ヘレニズム期の哲学からはストア派だけを取り上げる。時間がないので、エピクロス派と懐疑主義は割愛。

ラッセル哲学史は、ストア派に対してかなり辛辣である。彼にかかると、クリュシッポスは「ストア主義を、体系的で衒学的なものとした」輩である。『シャトレ』でストアを担当しているピエール・オーバンクはこう書いている。《本来の意味でのストア論理学は、今世紀初頭まで、すなわち人がそこにアリストテレス論理学の貧弱な焼き直ししか見出さないような見方に固執していた長い間、軽視されてきた。》ラッセルがストア派の「意味の論理学」にまったく関心を示していなかったのもこの文脈なのだろう。

シャトレ(さすがはピエール・オーバンク)、熊野さんはいい。『原典による』、いまいち。

加藤信朗(しんろう 1926-)「ヘレニズムの哲学」、『岩波講座 哲学』第16巻(哲学の歴史1)、1972年。この題名にして、約60頁にわたってひたすらストア派のみ!まあ何にせよ、詳しいのはありがたい。

水地宗明(みずち・むねあき 1928-)「ストア派、エピクロス派、懐疑派」、『新岩波講座 哲学』第14巻(哲学の歴史1)、1985年。まさにストア派的な「シュステーマ」に今一つ欠けている。

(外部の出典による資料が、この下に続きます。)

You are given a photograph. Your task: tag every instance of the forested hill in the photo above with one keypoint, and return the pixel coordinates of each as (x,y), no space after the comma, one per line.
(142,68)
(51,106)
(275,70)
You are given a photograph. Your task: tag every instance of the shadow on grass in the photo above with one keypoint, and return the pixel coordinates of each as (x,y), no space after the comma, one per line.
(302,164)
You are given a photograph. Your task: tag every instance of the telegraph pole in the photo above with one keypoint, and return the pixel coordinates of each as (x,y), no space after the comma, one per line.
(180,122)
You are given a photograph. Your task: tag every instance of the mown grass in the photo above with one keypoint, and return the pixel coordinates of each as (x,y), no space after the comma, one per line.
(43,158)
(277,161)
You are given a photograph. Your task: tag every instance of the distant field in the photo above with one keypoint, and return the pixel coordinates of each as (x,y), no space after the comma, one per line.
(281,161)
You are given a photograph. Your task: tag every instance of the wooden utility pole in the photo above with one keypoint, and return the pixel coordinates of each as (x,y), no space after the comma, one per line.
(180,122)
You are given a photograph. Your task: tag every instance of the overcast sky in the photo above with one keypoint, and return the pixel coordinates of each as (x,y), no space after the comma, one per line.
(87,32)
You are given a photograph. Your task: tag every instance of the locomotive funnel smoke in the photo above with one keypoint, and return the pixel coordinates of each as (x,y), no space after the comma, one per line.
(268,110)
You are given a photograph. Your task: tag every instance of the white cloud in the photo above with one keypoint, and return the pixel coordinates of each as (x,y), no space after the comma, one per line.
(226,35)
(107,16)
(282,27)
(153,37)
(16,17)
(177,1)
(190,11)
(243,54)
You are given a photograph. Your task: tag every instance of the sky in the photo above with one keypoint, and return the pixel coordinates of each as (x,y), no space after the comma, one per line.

1.ロゴス、2.認識、3.プロレープシス、4.行為、5.善悪と価値、6.感情

内山勝利(1942-)「総論:地中海世界の叡智」、『哲学の歴史』第2巻(帝国と賢者)、中央公論新社、2007年。もちろんこの巻の神崎繁さんによるストア派論文も。

岩崎允胤(ちかつぐ 1921-)『ヘレニズムの思想家』(初版1982年)、講談社学術文庫、2007年。